New loan data showed a drop in lending, car sales were static, although sales of new energy vehicles were higher.

While headline unemployed eased marginally to 5.2% from 5.3% in March, youth unemployment rose in April to an all-time high of 20.4%, from 19.6% in March and that’s a concern because that figure is closely watched (especially social media) by the Communist party Government of President Xi Jinping for signs of unrest.

And on Tuesday the last data drop for the month showed gains, but they were well under the forecast pace.

Retail sales jumped 18.4%, accelerating from a 10.6% increase in March and the fastest since March 2021. Retail sales rose 8.5% in the four months to April this year but that is compared to the weak first four months of 2022 when Covid was a concern.

Still, the sales jump was slower than the 21% growth that analysts had forecast, and the comparative month was slap-bang in the middle of the first round of intense lockdowns a year ago that saw the huge city of Shanghai lockdown as well as a number of other smaller cities.

Industrial production rose 5.6% year on year in April, well short of the optimistic 10.9% forecast but ahead of the 3.9% rise in March. Steel production fell, though.

Fixed-asset investments were up 4.7% year over year in the four months to April, down from the 5.1% rate in the January-March period. It fell 0.6% month-on-month in April, a much steeper fall than the 0.25% drop from February to March

NAB Senior International Economist, Gerard P Burg summed it up in his monthly commentary yesterday after the data had been released “Base effects inflate growth in April; still waiting on demand to recover.”

“While several key indicators accelerated in year-on-year terms in April, these measures were inflated by the impact of base effects – with April 2022 a particularly weak month given the COVID-19 lockdowns that severely impacted Shanghai and hit a range of other cities as well.

“When these were stripped away, the big picture is of an economy where domestic demand is still yet to fully recover. Overall, nothing in this month’s data has us changing our views – we see China’s economy expanding by 5.6% in 2023, 4.5% in 2024 and 4.8% in 2025,” he wrote on Tuesday afternoon.


Two examples underline the less than convincing pace of growth and activity across the Chinese economy.

Property has long been the main driver of the economy, dragging steel concentre/cement, wood and building materials with it. Property has not recovered and while steel output did well early in the year, April saw it ease in a portent of what is to come.

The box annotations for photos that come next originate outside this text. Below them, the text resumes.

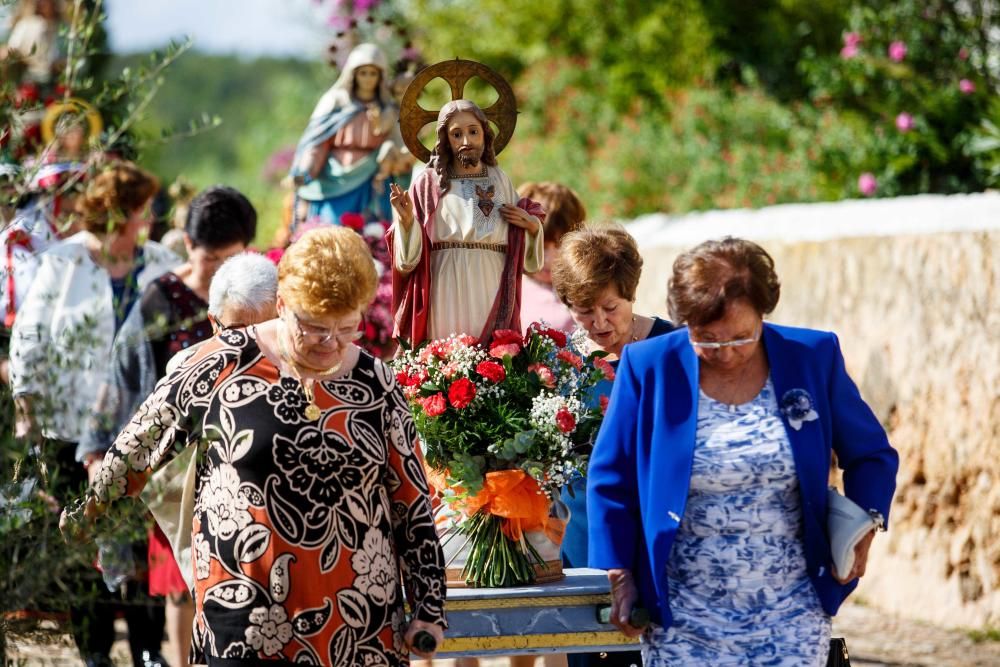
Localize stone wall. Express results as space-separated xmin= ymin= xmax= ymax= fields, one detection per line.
xmin=635 ymin=195 xmax=1000 ymax=627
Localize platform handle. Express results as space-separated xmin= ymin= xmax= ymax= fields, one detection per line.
xmin=597 ymin=604 xmax=649 ymax=630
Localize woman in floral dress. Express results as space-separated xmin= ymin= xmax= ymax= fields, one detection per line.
xmin=587 ymin=238 xmax=899 ymax=667
xmin=65 ymin=227 xmax=445 ymax=666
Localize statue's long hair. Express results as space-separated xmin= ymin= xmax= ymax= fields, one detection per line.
xmin=427 ymin=100 xmax=497 ymax=192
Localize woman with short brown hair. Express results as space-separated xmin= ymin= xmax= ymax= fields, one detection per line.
xmin=552 ymin=227 xmax=674 ymax=667
xmin=65 ymin=226 xmax=445 ymax=666
xmin=587 ymin=238 xmax=898 ymax=667
xmin=10 ymin=162 xmax=179 ymax=664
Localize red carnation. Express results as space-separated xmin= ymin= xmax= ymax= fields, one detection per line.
xmin=556 ymin=407 xmax=576 ymax=433
xmin=420 ymin=391 xmax=448 ymax=417
xmin=556 ymin=350 xmax=583 ymax=370
xmin=490 ymin=329 xmax=521 ymax=347
xmin=448 ymin=378 xmax=476 ymax=410
xmin=528 ymin=364 xmax=556 ymax=389
xmin=476 ymin=361 xmax=507 ymax=383
xmin=594 ymin=357 xmax=615 ymax=381
xmin=490 ymin=343 xmax=521 ymax=359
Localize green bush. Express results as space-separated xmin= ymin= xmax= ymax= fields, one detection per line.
xmin=800 ymin=0 xmax=996 ymax=196
xmin=502 ymin=57 xmax=865 ymax=218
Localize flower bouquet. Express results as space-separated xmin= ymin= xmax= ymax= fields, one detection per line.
xmin=393 ymin=323 xmax=614 ymax=588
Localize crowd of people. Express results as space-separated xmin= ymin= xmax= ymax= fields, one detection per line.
xmin=0 ymin=28 xmax=897 ymax=667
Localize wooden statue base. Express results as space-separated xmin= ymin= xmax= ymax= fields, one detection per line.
xmin=437 ymin=568 xmax=638 ymax=658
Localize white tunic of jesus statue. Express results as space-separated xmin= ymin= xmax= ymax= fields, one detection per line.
xmin=394 ymin=167 xmax=545 ymax=340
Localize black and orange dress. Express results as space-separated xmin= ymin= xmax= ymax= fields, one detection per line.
xmin=140 ymin=272 xmax=212 ymax=597
xmin=94 ymin=329 xmax=445 ymax=665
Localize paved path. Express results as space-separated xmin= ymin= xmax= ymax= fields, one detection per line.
xmin=8 ymin=604 xmax=1000 ymax=667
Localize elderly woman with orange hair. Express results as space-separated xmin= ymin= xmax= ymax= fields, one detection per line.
xmin=64 ymin=227 xmax=445 ymax=666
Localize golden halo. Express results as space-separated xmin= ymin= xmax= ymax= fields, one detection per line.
xmin=42 ymin=97 xmax=104 ymax=143
xmin=399 ymin=58 xmax=517 ymax=162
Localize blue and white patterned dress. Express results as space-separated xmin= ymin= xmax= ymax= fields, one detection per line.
xmin=643 ymin=378 xmax=830 ymax=667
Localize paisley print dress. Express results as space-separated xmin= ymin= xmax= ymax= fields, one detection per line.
xmin=95 ymin=330 xmax=445 ymax=666
xmin=643 ymin=379 xmax=830 ymax=667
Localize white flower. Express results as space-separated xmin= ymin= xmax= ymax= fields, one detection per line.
xmin=351 ymin=530 xmax=399 ymax=604
xmin=244 ymin=604 xmax=292 ymax=656
xmin=205 ymin=463 xmax=253 ymax=540
xmin=194 ymin=533 xmax=211 ymax=579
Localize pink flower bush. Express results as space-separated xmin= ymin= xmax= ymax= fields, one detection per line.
xmin=840 ymin=32 xmax=861 ymax=60
xmin=858 ymin=171 xmax=878 ymax=197
xmin=889 ymin=40 xmax=906 ymax=63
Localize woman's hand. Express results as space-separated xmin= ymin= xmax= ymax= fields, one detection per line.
xmin=389 ymin=183 xmax=413 ymax=231
xmin=403 ymin=619 xmax=444 ymax=660
xmin=500 ymin=204 xmax=542 ymax=234
xmin=608 ymin=570 xmax=643 ymax=637
xmin=832 ymin=528 xmax=875 ymax=584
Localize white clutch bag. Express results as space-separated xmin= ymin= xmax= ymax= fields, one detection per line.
xmin=826 ymin=486 xmax=882 ymax=576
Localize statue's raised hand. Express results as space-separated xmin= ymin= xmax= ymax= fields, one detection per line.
xmin=389 ymin=183 xmax=413 ymax=230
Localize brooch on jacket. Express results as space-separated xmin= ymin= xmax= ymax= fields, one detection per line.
xmin=781 ymin=389 xmax=819 ymax=431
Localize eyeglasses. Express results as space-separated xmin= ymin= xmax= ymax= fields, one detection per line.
xmin=688 ymin=327 xmax=763 ymax=350
xmin=289 ymin=309 xmax=365 ymax=345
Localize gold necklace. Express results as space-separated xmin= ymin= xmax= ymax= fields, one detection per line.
xmin=276 ymin=332 xmax=322 ymax=421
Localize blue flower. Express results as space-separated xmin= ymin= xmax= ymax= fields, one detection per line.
xmin=781 ymin=389 xmax=819 ymax=431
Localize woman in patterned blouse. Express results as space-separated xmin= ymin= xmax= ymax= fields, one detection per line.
xmin=64 ymin=227 xmax=446 ymax=666
xmin=587 ymin=237 xmax=899 ymax=667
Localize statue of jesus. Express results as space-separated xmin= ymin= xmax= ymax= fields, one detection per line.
xmin=389 ymin=99 xmax=545 ymax=345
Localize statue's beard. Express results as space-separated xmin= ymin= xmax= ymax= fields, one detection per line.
xmin=457 ymin=146 xmax=483 ymax=169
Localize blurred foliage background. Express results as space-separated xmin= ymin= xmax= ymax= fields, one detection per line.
xmin=88 ymin=0 xmax=1000 ymax=246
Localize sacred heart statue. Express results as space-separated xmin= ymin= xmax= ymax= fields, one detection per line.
xmin=476 ymin=185 xmax=496 ymax=218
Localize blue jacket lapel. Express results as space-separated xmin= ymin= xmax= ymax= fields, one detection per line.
xmin=644 ymin=336 xmax=699 ymax=602
xmin=764 ymin=323 xmax=830 ymax=519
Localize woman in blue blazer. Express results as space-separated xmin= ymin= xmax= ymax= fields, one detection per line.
xmin=587 ymin=238 xmax=898 ymax=667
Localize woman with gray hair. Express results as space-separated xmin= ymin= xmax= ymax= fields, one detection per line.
xmin=167 ymin=252 xmax=278 ymax=375
xmin=208 ymin=252 xmax=278 ymax=329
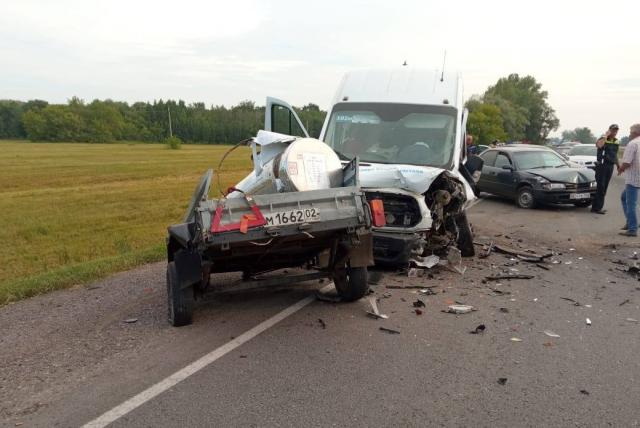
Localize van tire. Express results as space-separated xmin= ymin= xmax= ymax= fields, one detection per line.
xmin=456 ymin=213 xmax=476 ymax=257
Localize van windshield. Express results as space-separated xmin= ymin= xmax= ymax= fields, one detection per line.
xmin=324 ymin=103 xmax=457 ymax=168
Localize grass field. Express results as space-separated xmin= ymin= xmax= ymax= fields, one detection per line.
xmin=0 ymin=141 xmax=251 ymax=304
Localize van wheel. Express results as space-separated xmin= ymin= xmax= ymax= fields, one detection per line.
xmin=167 ymin=262 xmax=195 ymax=327
xmin=456 ymin=213 xmax=476 ymax=257
xmin=516 ymin=186 xmax=536 ymax=209
xmin=333 ymin=266 xmax=369 ymax=302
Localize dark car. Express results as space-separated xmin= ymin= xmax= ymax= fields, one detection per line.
xmin=478 ymin=146 xmax=596 ymax=208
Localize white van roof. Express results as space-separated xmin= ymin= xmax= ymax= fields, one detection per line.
xmin=333 ymin=67 xmax=462 ymax=107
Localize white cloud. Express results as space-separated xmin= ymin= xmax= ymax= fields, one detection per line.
xmin=0 ymin=0 xmax=640 ymax=132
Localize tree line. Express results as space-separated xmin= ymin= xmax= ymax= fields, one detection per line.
xmin=0 ymin=97 xmax=326 ymax=144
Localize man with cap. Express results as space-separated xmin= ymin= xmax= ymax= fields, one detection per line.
xmin=618 ymin=123 xmax=640 ymax=236
xmin=591 ymin=124 xmax=620 ymax=214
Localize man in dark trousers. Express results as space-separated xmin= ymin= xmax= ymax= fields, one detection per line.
xmin=591 ymin=124 xmax=620 ymax=214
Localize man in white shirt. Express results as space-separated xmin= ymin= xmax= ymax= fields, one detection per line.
xmin=618 ymin=123 xmax=640 ymax=236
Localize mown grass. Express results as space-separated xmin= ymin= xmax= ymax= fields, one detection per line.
xmin=0 ymin=141 xmax=251 ymax=304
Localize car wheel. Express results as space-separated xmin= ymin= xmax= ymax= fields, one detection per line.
xmin=333 ymin=266 xmax=369 ymax=302
xmin=516 ymin=186 xmax=536 ymax=209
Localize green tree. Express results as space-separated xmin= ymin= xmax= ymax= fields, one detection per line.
xmin=467 ymin=100 xmax=507 ymax=145
xmin=484 ymin=74 xmax=560 ymax=144
xmin=562 ymin=127 xmax=596 ymax=144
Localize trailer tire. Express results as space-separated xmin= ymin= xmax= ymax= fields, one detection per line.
xmin=456 ymin=213 xmax=476 ymax=257
xmin=167 ymin=262 xmax=195 ymax=327
xmin=333 ymin=266 xmax=369 ymax=302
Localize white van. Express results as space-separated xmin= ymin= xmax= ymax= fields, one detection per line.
xmin=265 ymin=68 xmax=482 ymax=265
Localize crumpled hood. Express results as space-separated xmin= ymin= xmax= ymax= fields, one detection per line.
xmin=360 ymin=164 xmax=444 ymax=193
xmin=527 ymin=168 xmax=596 ymax=184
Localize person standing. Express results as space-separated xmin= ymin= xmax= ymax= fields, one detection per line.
xmin=618 ymin=123 xmax=640 ymax=236
xmin=591 ymin=124 xmax=620 ymax=214
xmin=464 ymin=134 xmax=478 ymax=156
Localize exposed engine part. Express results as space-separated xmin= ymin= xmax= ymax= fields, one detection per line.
xmin=424 ymin=172 xmax=466 ymax=250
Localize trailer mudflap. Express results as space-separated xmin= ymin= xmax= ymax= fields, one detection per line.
xmin=173 ymin=249 xmax=202 ymax=289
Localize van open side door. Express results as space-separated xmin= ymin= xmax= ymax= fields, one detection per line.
xmin=264 ymin=97 xmax=309 ymax=138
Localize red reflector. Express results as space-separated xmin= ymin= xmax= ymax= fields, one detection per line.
xmin=369 ymin=199 xmax=387 ymax=227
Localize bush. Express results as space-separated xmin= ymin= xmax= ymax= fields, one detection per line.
xmin=164 ymin=135 xmax=182 ymax=150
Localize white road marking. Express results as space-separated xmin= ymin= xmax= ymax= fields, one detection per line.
xmin=83 ymin=296 xmax=315 ymax=428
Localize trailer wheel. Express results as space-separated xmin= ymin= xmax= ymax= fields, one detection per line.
xmin=167 ymin=262 xmax=195 ymax=327
xmin=456 ymin=213 xmax=476 ymax=257
xmin=333 ymin=266 xmax=369 ymax=302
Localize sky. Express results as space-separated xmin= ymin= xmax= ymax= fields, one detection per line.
xmin=0 ymin=0 xmax=640 ymax=135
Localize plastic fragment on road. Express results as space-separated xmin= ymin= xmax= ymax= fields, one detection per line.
xmin=444 ymin=305 xmax=476 ymax=314
xmin=469 ymin=324 xmax=487 ymax=334
xmin=367 ymin=296 xmax=389 ymax=320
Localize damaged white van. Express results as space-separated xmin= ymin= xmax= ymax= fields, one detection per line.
xmin=265 ymin=68 xmax=482 ymax=265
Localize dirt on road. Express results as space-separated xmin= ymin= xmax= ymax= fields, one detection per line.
xmin=0 ymin=179 xmax=640 ymax=427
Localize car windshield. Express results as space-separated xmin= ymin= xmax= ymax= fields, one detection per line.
xmin=513 ymin=150 xmax=568 ymax=169
xmin=569 ymin=145 xmax=598 ymax=156
xmin=324 ymin=103 xmax=457 ymax=168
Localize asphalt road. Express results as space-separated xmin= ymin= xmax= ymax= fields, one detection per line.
xmin=0 ymin=175 xmax=640 ymax=427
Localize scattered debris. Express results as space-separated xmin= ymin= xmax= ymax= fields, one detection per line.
xmin=484 ymin=273 xmax=535 ymax=281
xmin=413 ymin=299 xmax=427 ymax=308
xmin=443 ymin=305 xmax=476 ymax=314
xmin=478 ymin=241 xmax=493 ymax=259
xmin=469 ymin=324 xmax=487 ymax=334
xmin=367 ymin=296 xmax=389 ymax=320
xmin=561 ymin=297 xmax=580 ymax=306
xmin=411 ymin=254 xmax=440 ymax=269
xmin=494 ymin=244 xmax=553 ymax=263
xmin=385 ymin=285 xmax=437 ymax=290
xmin=316 ymin=288 xmax=342 ymax=303
xmin=368 ymin=270 xmax=383 ymax=285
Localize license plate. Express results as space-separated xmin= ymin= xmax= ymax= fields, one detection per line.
xmin=569 ymin=193 xmax=591 ymax=199
xmin=264 ymin=208 xmax=320 ymax=226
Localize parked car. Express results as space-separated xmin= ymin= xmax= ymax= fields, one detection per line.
xmin=567 ymin=144 xmax=598 ymax=170
xmin=478 ymin=146 xmax=596 ymax=208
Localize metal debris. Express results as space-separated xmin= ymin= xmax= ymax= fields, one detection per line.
xmin=367 ymin=296 xmax=389 ymax=320
xmin=444 ymin=305 xmax=476 ymax=314
xmin=469 ymin=324 xmax=487 ymax=334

National Bureau of Statistics figures show that spending in real estate development fell 6.2% in April, sharper than the 5.8% drop in the January-March period, underlining the continued weakness in property/housing that just won’t rebound.

Investment in the property sector tumbled 16.2% year-on-year last month after a 7.2% drop in March, according to Reuters.

And China’s crude steel output in April fell 3.2% from March and 1.5% from April of 2022 as steel mills cut production to try and protect margins,

China reported production of 92.64 million tonnes of crude steel last month, according to the National Bureau of Statistics (NBS) showed. That compares with 95.73 million tonnes produced in March and 92.78 million tonnes in the same month in 2022.

In the four months to April, crude steel production totalled 354.39 million tonnes—the highest since 2021 and up 4.1% year-on-year, but well down the 6.1% in the first three months of this year.

“Today’s weaker-than-expected data show how difficult it is to keep the growth engine running after restarting it,” said Bruce Pang, chief economist at Jones Lang Lasalle.

“China will continue to deliver strong year-on-year growth of activity data in the second quarter on the back of a low base, but at a slower quarter-to-quarter pace than the first quarter as the recovery is losing steam.”

China’s central bank kept its key interest rate unchanged on Monday as expected, but markets are betting on more monetary easing in the coming months.